I shouldn't say a good word about Nick Edwards 'cause according to his bulletin board I'm not 'Ekofriendly' - so I'm going to delete this and this - that'll teach him!

And I'm not going to say a good word about Plekzationz... although, whilst waiting for the next modern work of genius in the field of electronic music to come along (don't hold your breath) this will do. I know you know that the notion of genius is outmoded even though sometimes you drop the word when referencing a contemporary record, you can't help yourself; it's an echo of a bygone era when geniuses like Picasso or Charlie Parker roamed the earth. You could go back further in time but the 50s is far enough, don't you think? It's hard enough recalling last week and what, exactly, you downloaded way back then.

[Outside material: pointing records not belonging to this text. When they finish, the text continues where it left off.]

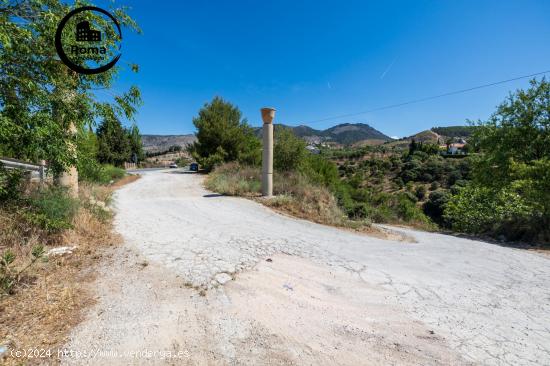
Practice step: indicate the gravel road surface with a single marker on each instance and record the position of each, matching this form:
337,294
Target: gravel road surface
226,280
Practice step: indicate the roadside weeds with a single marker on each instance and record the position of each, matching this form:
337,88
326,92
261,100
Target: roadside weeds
49,300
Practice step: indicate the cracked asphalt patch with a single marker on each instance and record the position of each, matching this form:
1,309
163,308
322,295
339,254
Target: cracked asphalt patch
452,300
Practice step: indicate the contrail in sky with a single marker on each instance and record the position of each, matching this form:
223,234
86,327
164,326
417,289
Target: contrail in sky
387,69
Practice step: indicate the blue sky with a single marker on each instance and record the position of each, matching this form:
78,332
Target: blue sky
315,59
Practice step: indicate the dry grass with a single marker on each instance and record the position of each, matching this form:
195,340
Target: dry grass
51,297
295,195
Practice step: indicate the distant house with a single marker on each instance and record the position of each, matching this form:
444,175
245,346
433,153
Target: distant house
313,149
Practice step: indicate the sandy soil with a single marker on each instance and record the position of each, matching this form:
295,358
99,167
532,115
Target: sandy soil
204,279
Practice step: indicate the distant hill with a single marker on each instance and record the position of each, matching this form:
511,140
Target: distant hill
435,135
153,143
454,131
343,134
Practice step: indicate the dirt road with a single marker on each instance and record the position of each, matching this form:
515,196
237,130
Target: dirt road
206,279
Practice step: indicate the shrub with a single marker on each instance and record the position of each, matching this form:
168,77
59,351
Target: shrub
10,183
111,173
435,205
289,151
102,174
52,209
420,192
222,136
234,179
478,210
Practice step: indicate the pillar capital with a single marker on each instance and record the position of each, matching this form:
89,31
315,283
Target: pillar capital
268,114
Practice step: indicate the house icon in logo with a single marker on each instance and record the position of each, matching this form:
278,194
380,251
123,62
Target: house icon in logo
84,33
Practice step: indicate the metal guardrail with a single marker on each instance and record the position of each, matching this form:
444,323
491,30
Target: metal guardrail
18,164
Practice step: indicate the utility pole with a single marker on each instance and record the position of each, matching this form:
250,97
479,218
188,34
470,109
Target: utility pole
268,114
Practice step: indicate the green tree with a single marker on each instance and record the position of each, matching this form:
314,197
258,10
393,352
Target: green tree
511,170
113,143
135,143
40,97
223,136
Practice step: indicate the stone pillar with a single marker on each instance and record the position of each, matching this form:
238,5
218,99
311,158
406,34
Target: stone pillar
69,178
268,114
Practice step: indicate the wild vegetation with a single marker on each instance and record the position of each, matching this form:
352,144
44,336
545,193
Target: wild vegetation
499,189
48,112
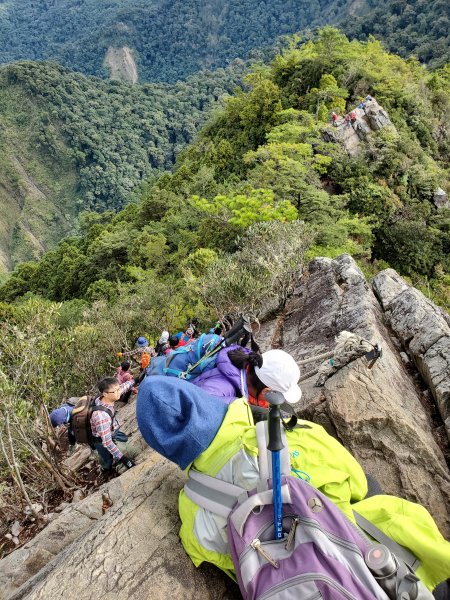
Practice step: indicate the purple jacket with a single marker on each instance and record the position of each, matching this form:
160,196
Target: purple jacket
224,380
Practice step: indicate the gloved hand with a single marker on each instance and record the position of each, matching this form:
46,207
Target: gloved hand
140,377
127,462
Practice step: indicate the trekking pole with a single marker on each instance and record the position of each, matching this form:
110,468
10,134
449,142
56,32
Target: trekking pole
230,337
275,445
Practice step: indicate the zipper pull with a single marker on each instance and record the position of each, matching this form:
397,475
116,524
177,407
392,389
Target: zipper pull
291,536
256,545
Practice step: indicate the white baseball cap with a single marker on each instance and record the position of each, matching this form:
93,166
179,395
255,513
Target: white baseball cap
164,337
280,373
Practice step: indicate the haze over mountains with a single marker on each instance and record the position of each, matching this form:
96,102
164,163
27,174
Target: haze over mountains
73,143
170,39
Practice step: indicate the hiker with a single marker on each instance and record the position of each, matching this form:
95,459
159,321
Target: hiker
144,351
240,372
61,416
173,344
123,375
198,431
162,344
184,338
105,426
194,324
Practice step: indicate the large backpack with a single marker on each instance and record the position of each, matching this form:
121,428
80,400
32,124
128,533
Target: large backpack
80,419
322,553
190,361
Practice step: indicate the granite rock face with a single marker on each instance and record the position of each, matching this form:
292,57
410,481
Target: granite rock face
372,118
132,552
376,413
424,332
380,412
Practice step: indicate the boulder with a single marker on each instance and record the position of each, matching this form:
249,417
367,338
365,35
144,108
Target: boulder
376,413
370,119
133,551
376,116
126,543
424,332
75,520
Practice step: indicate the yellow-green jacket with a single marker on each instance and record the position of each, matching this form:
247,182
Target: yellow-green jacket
232,457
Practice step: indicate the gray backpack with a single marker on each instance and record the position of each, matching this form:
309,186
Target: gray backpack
322,553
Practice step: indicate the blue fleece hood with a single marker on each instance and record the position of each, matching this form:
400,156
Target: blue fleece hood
176,418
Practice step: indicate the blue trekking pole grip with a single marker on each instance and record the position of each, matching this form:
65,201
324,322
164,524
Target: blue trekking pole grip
275,445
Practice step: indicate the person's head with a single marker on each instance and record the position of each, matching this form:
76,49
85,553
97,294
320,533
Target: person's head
58,416
273,370
142,341
164,337
109,389
173,341
176,418
218,328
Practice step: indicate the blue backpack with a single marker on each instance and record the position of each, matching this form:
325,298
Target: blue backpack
191,360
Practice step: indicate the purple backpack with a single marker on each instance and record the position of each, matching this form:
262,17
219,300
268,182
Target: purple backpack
322,554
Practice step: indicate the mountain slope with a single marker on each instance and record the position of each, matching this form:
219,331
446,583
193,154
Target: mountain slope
170,39
38,193
72,143
272,155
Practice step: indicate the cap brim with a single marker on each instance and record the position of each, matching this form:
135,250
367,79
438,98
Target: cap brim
293,394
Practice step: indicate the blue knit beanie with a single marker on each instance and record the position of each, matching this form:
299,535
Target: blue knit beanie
176,418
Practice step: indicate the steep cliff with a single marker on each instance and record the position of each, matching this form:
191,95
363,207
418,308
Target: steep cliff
384,414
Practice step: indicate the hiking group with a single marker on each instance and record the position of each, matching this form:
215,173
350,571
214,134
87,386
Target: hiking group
351,117
274,501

Post-everything no creator escapes influence and even the anxiety thereof, so we're not surprised that Nick Edwards is at work in the Bristol equivalent of Lee Perry's Black Ark whilst channelling Throbbing Gristle and ------------ -------- -------- (add preferred Kraut/NewWave Electro Punk bands). The signal's always running in red when Nick's at work, and it shows, thankfully. For all the after-tweaking that may take place it still feels as if he's making it up as he goes along. It's all very psyche-Delia Derbyshire, as if the BBC  Radiophonic Workshop was born in '68 and played the Isle Of Wight festival just after Miles (the memory lingers on as your ears are battered by another brew concocted by electronic witches).

The oil (?) painting artwork posits Edwards as an electro-classicist (unintentionally, I'm sure), bespectacled punk offspring of Genius electro maverick boffins like Stockhausen and Ussachevsky (though more like Russolo-with-synths at times) - bring the noise! The contrariness of a portrait of the artist in old-fashioned paint (!) strikes out for new territory in artwork for electronic music, and that's very pleasing.

Degraded rhythms, drum machines of self-destruct, frayed tapes, tortured souls trapped in analogue hell, screaming for release...imagine what you will listening to this, just don't tell Edwards I said a good word about him.


  1. I actually done the artwork.. the *old fashioned* style , was deliberate, as most industrial dubstep pioneers seem to have a thing about B&W images.

    Nick is way ahead of his contempories.. and you have to remember that he uses, analogue equipment, guitar pedals 4 track tape machines etc.. and mostly records live.. in the studio.

    1. Respect to you, Eddie. The day Nick starts adhering to Dubstep conventions, he's finished!